The Strange Death of Liberal America is an important book, both as cultural artifact and impassioned historical paean. It's an enlightening and highly-recommended read for lefties and historians alike.
[T]he book is insightful and passionate. Some important primary materials get close attention, such as the voting rights-ear Mississippi Sovereignty Commission files and the more recent Internal Revenue Service documents concerning the Bush-Cheney Recount Fund and its links to the Brooks Brothers riot. Most citations are to journalistic sources. There is also a useful internet bibliography.
This is a book that belongs on the shelf next to George Lakoffs Whose Freedom? Although the title sounds dark, Brauer argues that Liberal America not dead, but appears to be in the ICU after decades of relentless assault by an alliance of opposing forces. He goes on to offer the hopeful message that even this appearance is deceiving. Ralph Brauer makes a convincing case that the American people are still capable of waking up and demanding a return to the principles they have always stood for, if only someone offers coherent leadership with integrity..This is an important book clear in its thought, well organized, written in a conversational style that flows well. Like Al Gores film An Inconvenient Truth, this is material that could have been dry, but instead is passionate. I only wish there were some way to make sure the people running the Democratic party would read this book and take its points to heart.
Liberal America, in the formulation of Brauer, consisted of a commitment to the idea that government exists to keep the playing field level in the areas of economic and social justice, educational equity, voting rights, and media fairness.
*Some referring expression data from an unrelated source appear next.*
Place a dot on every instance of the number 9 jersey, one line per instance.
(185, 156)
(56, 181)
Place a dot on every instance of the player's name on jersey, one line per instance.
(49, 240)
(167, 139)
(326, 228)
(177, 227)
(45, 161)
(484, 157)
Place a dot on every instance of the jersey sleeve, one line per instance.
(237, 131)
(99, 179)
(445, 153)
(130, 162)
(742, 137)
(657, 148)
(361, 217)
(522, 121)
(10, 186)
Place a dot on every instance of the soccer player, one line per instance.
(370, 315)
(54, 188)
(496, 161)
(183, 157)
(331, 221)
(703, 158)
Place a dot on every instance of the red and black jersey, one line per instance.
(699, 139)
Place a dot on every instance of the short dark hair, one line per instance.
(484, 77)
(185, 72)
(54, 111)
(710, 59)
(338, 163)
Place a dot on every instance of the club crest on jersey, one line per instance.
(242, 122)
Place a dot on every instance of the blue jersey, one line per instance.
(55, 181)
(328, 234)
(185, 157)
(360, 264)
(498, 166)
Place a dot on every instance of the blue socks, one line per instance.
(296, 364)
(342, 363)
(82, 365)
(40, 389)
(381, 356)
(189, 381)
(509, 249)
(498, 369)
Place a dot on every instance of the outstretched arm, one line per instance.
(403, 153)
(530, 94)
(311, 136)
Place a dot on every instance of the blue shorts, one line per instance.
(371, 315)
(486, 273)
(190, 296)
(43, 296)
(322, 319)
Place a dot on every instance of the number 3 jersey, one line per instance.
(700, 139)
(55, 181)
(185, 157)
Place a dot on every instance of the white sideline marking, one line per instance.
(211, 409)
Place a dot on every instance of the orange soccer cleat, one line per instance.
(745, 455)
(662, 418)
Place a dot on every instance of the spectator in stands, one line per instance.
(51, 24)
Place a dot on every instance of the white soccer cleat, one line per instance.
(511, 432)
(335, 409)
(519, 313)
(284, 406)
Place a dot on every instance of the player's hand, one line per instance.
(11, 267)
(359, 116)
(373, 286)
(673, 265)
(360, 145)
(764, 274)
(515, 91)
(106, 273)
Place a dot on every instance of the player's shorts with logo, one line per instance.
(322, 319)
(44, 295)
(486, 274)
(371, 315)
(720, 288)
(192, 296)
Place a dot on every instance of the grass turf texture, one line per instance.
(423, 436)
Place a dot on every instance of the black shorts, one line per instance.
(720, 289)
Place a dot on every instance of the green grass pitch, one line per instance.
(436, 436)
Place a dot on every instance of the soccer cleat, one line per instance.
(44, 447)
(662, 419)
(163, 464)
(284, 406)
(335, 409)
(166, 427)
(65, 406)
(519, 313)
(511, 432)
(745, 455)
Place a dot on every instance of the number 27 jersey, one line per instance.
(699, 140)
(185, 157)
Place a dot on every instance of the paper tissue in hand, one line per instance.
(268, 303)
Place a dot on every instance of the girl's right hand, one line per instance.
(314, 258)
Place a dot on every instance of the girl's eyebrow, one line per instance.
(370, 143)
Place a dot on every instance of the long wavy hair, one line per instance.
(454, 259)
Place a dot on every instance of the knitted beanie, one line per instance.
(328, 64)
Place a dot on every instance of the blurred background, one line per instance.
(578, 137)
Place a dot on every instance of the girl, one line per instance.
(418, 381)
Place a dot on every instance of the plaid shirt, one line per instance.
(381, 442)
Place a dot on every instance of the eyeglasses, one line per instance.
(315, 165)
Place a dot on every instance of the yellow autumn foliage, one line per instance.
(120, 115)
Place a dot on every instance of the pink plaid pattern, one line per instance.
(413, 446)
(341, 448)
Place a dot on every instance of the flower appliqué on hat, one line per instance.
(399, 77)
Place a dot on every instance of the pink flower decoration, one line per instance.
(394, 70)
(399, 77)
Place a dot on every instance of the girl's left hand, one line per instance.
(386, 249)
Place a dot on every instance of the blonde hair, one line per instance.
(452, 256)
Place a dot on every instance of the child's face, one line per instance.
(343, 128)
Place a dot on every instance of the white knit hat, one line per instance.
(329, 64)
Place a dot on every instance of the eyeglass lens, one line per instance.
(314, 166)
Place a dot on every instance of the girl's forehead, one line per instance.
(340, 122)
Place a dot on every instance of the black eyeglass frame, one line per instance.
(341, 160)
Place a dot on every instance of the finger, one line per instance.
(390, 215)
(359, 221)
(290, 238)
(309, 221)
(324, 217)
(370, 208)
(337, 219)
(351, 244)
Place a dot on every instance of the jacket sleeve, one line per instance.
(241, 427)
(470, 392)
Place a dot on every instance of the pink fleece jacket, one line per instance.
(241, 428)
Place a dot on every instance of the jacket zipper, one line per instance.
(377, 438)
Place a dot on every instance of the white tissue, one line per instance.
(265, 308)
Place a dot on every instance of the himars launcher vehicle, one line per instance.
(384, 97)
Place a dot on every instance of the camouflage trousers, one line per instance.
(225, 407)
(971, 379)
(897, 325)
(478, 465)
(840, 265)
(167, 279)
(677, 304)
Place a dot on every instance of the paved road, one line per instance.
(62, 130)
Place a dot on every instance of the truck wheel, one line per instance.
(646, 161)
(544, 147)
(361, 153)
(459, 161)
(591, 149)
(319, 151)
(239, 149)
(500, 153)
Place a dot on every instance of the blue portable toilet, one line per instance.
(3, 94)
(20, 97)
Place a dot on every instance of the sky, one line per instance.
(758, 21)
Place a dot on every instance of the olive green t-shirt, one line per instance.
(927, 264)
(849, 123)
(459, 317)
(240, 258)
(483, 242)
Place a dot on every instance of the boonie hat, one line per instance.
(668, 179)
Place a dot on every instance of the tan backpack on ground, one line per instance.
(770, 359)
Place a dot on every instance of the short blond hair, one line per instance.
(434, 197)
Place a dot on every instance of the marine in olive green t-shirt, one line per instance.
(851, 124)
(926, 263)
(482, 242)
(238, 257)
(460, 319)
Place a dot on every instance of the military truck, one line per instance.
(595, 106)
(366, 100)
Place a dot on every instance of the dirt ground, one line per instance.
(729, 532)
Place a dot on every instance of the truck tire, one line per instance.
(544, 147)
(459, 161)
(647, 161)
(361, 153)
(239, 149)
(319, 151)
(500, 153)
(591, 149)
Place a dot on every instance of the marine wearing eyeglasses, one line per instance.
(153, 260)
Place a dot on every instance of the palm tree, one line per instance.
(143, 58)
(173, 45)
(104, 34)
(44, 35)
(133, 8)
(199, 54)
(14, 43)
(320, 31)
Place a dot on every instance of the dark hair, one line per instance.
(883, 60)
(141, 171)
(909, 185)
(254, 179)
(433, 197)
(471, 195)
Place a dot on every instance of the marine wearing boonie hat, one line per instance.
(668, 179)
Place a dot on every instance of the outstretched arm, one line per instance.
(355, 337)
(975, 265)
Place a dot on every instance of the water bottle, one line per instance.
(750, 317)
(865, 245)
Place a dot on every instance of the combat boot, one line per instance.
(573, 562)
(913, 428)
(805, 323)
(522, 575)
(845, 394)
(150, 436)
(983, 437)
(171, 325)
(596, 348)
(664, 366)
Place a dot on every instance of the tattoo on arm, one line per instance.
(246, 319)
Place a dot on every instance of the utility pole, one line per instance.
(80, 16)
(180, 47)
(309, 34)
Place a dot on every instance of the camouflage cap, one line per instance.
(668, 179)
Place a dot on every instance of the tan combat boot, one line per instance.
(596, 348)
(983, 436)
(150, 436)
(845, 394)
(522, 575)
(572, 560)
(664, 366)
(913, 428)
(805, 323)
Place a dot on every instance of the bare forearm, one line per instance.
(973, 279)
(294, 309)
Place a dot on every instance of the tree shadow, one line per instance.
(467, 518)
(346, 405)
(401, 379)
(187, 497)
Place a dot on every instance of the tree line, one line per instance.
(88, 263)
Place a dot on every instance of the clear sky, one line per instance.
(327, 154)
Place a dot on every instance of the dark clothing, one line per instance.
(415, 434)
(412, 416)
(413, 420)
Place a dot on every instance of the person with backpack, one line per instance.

He believes that this commitment has declined in recent years and identifies the reason for the decline as a combination of a Republic counterrevolution dedicated to rolling back the ideals of the New Deal, the inability of Republicans or Democrats to answer questions raised by the civil rights and feminist movements, and the shift of suburban America from a place of opportunity to a battleground of economic and cultural conflict.
[A] fascinating examination of how American attitudes shifted sharply to the political right in recent times. Part modern political history, part lamentation for the abandonment of the liberal ideal in which government exists to keep the playing field level, part cautionary tale of the social ills promoted by policies that increasingly favor the rich, the powerful, and the corporations over struggling ordinary citizens, The Strange Death of Liberal America is fascinating and slightly unnerving in its grim survey of the past and dark predictions for the future. From suburban obsession with minutia rather than the broad picture, to subtle rollbacks in civil rights, to the drumbeat of fear that the so-called Counterrevolution plays to scare voters into falling in line with its social agenda, The Strange Death of Liberal America exposes all in no-nonsense, clear and charged language.